Nyawa Rakyat Hanya Di-Hargai Peluru Karet Oleh Pemerintah
Dalam Standard Operation and Procedure (SOP) negara-negara di dunia ini, pasukan anti huru-hara di negeri manapun, penggunaan peluru karet merupakan tahap kedua dari upaya menjinakkan masa yang tidak terkendali, yang biasanya diawali dengan himbauan, lontaran gas airmata, dan tembakan ke atas sebagai peringatan.
Menurut Wikipedia, definisi dari Peluru Karet adalah proyektil yang terbuat dari karet, atau yang dilapisi karet, yang ditembakkan dari senjata api.
SOP pasukan anti huru-hara di mana pun hanya membolehkan menembak peluru karet dalam jarak yang telah ditentukan, sehingga jika peluru karet mengenai sasaran, maka tidak akan mampu menembus kulit dan hanya membuat luka kecil atau memar.
Tujuan penggunaan peluru karet hanya membuat efek kejut dan takut, sedikit sakit, agar massa yang tidak terkendali membubarkan diri. Sasaran peluru karet pun dilakukan secara amat selektif, hanya kepada orang-orang yang diidentifikasi sebagai provokator massa.
Peluru karet digunakan sebagai senjata tidak mematikan, namun tetap dapat menembus kulit manusia. Peluru karet tetap dapat menyebabkan kematian apabila digunakan pada jarak dekat atau terkena bagian vital seperti kepala.
Sidang Paripurna Century yang telah berlangsung selama dua hari, kepolisian yang menjaga keamanan Sidang Paripurna tidak hanya memakai water canon dan gas air mata, akan tetapi telah menembakkan peluru karet ke arah demonstran kontra SBY. Dilaporkan setidaknya ada satu orang mahasiswa yang terkena tembakan peluru karet di dada dan sedang mendapatkan perawatan di RS Pelni.
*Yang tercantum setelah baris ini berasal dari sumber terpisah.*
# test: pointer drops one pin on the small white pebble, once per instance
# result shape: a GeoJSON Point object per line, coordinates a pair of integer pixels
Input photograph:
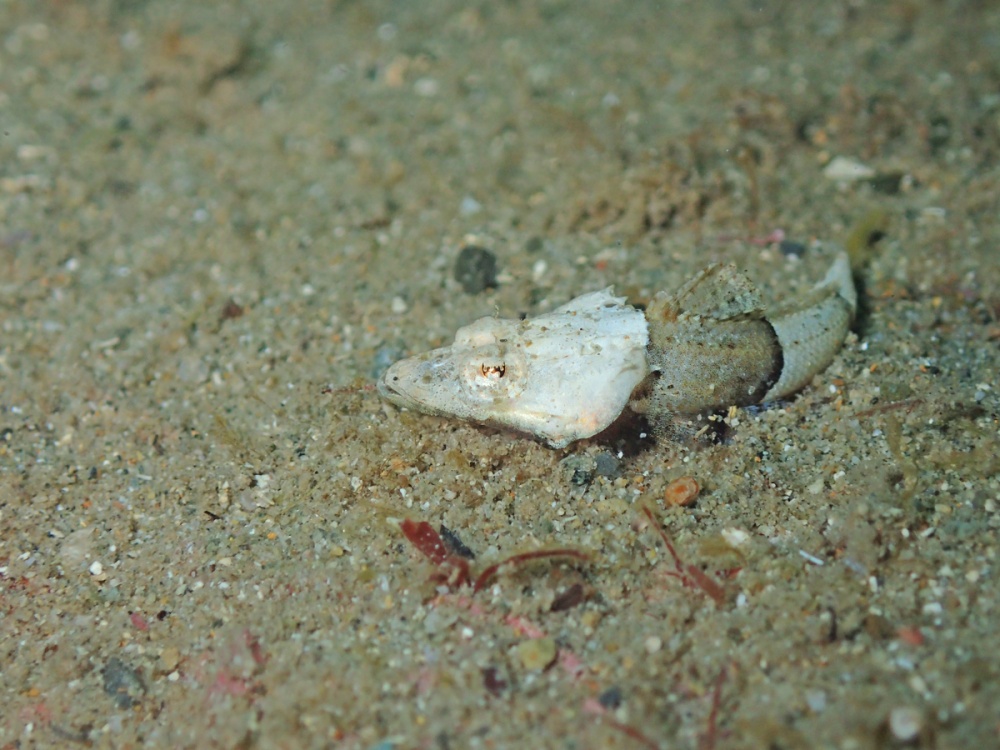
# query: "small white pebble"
{"type": "Point", "coordinates": [816, 700]}
{"type": "Point", "coordinates": [905, 723]}
{"type": "Point", "coordinates": [842, 169]}
{"type": "Point", "coordinates": [735, 537]}
{"type": "Point", "coordinates": [469, 206]}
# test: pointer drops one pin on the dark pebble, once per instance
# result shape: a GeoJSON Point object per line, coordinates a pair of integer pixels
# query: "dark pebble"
{"type": "Point", "coordinates": [606, 465]}
{"type": "Point", "coordinates": [476, 269]}
{"type": "Point", "coordinates": [123, 683]}
{"type": "Point", "coordinates": [455, 544]}
{"type": "Point", "coordinates": [611, 698]}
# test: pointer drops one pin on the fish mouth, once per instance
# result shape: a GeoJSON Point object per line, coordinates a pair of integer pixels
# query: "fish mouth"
{"type": "Point", "coordinates": [409, 383]}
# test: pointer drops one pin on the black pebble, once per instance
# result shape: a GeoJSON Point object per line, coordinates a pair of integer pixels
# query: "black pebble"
{"type": "Point", "coordinates": [123, 683]}
{"type": "Point", "coordinates": [607, 465]}
{"type": "Point", "coordinates": [476, 269]}
{"type": "Point", "coordinates": [611, 698]}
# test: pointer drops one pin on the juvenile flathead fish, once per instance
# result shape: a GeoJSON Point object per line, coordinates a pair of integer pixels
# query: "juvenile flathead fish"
{"type": "Point", "coordinates": [570, 373]}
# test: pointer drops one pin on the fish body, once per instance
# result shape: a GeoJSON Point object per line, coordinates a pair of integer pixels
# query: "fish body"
{"type": "Point", "coordinates": [568, 374]}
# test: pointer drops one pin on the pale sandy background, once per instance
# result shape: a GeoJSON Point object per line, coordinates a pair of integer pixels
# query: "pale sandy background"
{"type": "Point", "coordinates": [219, 221]}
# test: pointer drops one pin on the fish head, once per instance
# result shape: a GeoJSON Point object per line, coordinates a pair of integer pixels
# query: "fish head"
{"type": "Point", "coordinates": [561, 377]}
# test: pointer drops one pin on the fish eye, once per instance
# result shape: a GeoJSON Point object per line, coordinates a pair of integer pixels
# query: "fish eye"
{"type": "Point", "coordinates": [493, 371]}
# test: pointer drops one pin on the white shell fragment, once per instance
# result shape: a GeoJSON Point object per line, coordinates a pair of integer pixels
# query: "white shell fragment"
{"type": "Point", "coordinates": [562, 376]}
{"type": "Point", "coordinates": [568, 374]}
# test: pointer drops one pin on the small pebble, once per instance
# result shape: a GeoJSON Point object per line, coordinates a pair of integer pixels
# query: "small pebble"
{"type": "Point", "coordinates": [537, 653]}
{"type": "Point", "coordinates": [123, 683]}
{"type": "Point", "coordinates": [606, 464]}
{"type": "Point", "coordinates": [841, 169]}
{"type": "Point", "coordinates": [905, 723]}
{"type": "Point", "coordinates": [611, 698]}
{"type": "Point", "coordinates": [681, 492]}
{"type": "Point", "coordinates": [476, 269]}
{"type": "Point", "coordinates": [170, 658]}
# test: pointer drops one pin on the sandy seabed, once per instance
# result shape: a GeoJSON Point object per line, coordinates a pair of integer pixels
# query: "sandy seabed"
{"type": "Point", "coordinates": [219, 222]}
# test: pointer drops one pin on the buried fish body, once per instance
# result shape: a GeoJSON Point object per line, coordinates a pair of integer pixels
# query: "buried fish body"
{"type": "Point", "coordinates": [568, 374]}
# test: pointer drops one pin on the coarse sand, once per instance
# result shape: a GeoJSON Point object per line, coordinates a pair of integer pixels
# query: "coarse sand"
{"type": "Point", "coordinates": [220, 221]}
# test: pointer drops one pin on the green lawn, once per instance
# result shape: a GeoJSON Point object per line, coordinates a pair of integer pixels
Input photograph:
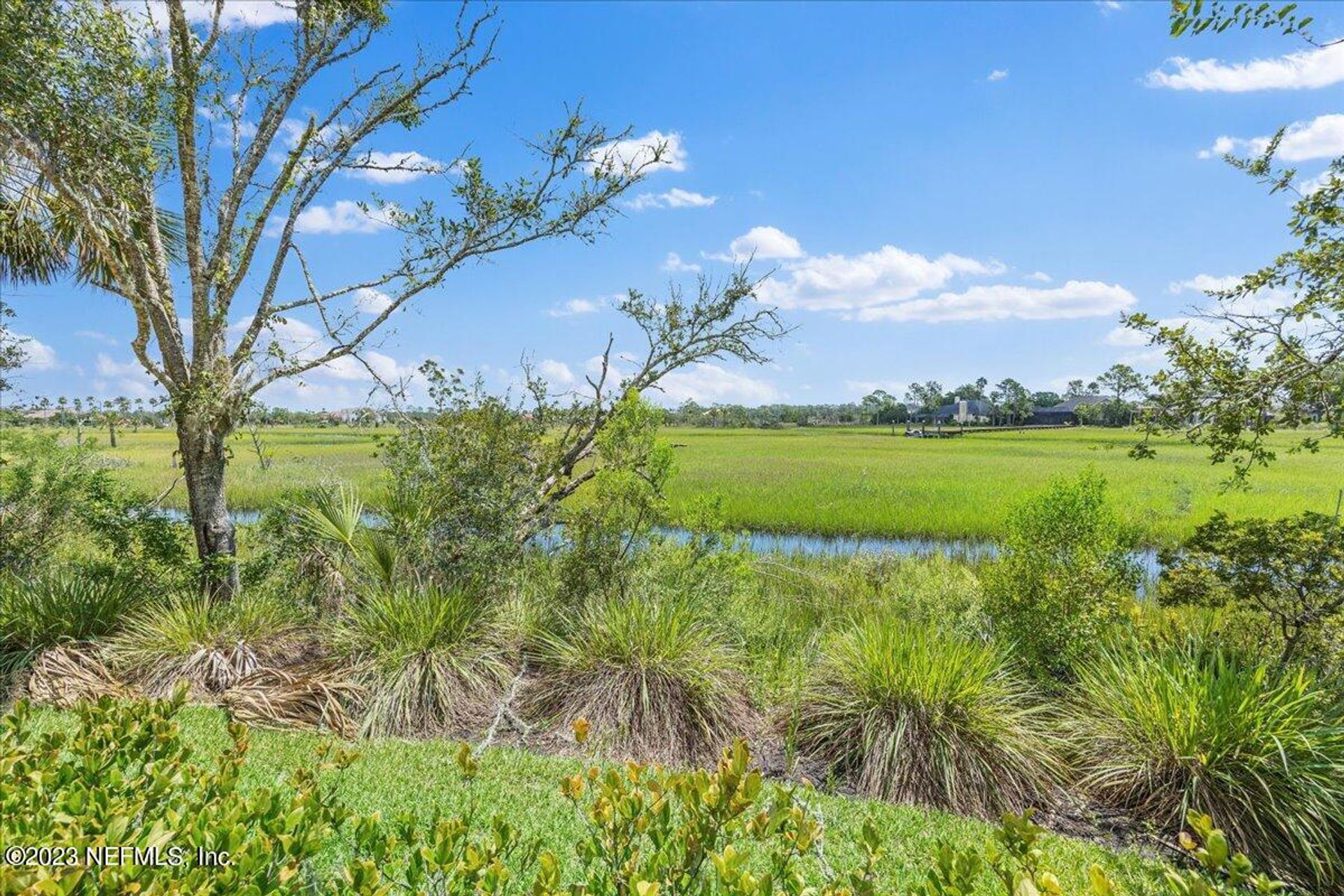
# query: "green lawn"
{"type": "Point", "coordinates": [838, 480]}
{"type": "Point", "coordinates": [420, 777]}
Walaupun peluru karet lazim digunakan untuk menangani urusan huru hara dan unjuk rasa, namun wajarkah apabila peluru karet selalu digunakan bahkan untuk keadaan yang belum 'genting' sekalipun? Dan apakah benar telah memenuhi SOP ditembakkan harus dari jarak tertentu sehingga tidak akan membuat luka yang memerlukan perawatan rumah sakit?
Jika fakta di lapangan korban-korban peluru karet selalu harus mendapatkan perawatan di rumah sakit, bukankah ini berarti telah ada suatu pelanggaran terhadap SOP?
Apakah benar bahwa keselamatan nyawa demonstran (hampir) tidak ada harganya, seperti yang dikatakan Jubir Demokrat yang bernama Sutan Bhatoegana, malam ini yang mengatakan di TV One,""Biasa demonstran terluka...wajar,namanya juga berjuang...kalo ga mau terluka, pulang aja, nonton lewat TV di rumah...ga usah kesini".
Kalau benar keselamatan nyawa rakyat sudah tidak berharga lagi di mata pemerintah, lalu masih akan kah kita percayakan kelangsungan bangsa ini yang juga berarti hidup kita, rakyat Indonesia, kepada pemerintahan yang seperti itu?